Этот номер «Современника» явился для Тургенева поворотным пунктом. «Деревня» стала его последним поэтическим произведением, опубликованным при жизни, а «Хорь и Калиныч» – первым очерком из знаменитого сборника, впоследствии озаглавленного «Записки охотника». Название это было взято из подзаголовка «Из записок охотника», которое соредактор Некрасова Панаев предложил добавить к заголовку «Хорь и Калиныч» при первой публикации [Алексеев 1969: 210–212; Тургенев 1978а, 3:404].

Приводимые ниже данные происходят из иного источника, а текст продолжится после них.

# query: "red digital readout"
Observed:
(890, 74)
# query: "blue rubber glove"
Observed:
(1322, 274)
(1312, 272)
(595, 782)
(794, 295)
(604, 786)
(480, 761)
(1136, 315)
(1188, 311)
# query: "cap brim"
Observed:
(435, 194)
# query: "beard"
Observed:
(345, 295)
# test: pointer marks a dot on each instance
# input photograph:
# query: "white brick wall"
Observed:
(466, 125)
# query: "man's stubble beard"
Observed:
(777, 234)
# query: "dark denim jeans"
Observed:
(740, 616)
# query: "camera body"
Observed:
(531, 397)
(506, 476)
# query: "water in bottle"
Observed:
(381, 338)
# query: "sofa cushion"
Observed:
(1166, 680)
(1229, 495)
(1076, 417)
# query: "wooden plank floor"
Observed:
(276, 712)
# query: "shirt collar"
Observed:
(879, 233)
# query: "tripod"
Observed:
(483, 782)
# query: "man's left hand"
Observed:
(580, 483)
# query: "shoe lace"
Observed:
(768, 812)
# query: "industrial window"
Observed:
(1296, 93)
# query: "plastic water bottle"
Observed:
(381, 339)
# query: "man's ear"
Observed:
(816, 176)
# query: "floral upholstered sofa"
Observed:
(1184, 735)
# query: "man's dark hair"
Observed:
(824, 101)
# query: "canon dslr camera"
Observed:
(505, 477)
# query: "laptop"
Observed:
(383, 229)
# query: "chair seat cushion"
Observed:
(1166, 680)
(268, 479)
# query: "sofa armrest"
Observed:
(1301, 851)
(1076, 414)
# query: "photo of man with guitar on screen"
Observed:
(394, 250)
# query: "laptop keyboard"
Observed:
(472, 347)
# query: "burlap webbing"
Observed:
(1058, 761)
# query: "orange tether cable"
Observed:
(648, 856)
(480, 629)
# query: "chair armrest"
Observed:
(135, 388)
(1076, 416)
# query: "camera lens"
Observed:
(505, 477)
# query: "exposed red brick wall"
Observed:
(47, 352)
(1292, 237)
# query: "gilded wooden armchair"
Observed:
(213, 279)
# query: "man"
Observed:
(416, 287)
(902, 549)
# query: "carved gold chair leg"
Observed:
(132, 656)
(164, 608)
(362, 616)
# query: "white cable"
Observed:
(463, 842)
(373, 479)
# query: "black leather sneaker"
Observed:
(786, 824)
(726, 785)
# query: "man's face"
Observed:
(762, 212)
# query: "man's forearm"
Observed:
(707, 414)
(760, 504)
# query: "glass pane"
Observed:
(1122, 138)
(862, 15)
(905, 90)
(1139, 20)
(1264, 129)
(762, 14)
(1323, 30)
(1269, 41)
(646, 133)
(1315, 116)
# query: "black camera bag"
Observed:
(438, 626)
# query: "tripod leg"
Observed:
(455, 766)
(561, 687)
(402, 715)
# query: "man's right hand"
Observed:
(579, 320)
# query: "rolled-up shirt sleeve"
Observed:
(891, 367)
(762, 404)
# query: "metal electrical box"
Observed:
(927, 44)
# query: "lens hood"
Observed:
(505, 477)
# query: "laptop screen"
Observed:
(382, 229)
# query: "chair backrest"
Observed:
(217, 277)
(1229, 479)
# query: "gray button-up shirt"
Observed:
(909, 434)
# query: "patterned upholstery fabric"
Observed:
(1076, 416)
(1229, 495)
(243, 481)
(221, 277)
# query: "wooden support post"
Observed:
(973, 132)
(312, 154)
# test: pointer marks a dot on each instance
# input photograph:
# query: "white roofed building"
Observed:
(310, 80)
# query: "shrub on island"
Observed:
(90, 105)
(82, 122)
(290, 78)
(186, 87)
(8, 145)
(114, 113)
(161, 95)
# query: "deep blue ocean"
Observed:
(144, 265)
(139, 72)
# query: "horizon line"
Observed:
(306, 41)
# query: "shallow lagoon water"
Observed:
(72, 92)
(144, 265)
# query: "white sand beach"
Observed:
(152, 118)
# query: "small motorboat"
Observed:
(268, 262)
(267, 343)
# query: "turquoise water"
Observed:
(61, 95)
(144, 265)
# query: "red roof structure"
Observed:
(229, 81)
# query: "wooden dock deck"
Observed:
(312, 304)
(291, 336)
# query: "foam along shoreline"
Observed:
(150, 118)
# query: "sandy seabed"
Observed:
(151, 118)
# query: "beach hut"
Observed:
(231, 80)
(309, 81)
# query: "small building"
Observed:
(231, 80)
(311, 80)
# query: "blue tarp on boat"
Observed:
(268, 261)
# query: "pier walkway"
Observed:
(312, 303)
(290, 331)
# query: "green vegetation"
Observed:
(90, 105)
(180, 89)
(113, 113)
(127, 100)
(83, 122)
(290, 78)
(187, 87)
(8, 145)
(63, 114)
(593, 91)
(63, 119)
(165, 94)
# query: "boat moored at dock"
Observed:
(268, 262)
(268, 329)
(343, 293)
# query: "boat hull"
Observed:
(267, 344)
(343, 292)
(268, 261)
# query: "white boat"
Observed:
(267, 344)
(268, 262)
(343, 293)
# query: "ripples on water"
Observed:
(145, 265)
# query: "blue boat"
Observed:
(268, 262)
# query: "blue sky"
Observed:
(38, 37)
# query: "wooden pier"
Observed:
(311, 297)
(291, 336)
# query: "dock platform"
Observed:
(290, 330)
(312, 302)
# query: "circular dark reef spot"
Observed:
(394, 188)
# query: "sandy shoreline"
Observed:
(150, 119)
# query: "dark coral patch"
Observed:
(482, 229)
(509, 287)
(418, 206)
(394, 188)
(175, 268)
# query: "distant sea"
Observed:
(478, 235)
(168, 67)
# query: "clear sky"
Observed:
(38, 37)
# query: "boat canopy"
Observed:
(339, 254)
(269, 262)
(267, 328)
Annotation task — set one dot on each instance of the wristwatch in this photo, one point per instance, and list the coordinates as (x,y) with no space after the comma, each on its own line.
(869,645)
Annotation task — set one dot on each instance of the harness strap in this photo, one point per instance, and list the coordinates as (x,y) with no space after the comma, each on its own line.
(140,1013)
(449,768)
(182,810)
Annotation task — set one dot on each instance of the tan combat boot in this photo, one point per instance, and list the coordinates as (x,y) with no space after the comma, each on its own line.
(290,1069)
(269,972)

Наряду с охотничьими произведениями известных писателей, процветало в это время и создание имеющих не столько литературную, сколько практическую ценность руководств по охоте (таких, например, как книга Реутта) и охотничьих статей. Более того, Одесская убедительно доказывает, что первоначально появились именно эти журнальные произведения и уже затем они повлекли за собой публикации более изысканных литературных работ, которые мы помним сегодня:
…цеховая замкнутость специальных охотничьих журналов и альманахов была поколеблена [в 40-х – 50-х годах XIX века] и статьи о породах собак и лошадей, видах ружей стали разбавляться небольшими лирическими зарисовками пейзажей, этнографическими заметками, связанными не только с описаниями ландшафтов, пригодных для охоты, но и очерками характеров [Одесская 1998: 240].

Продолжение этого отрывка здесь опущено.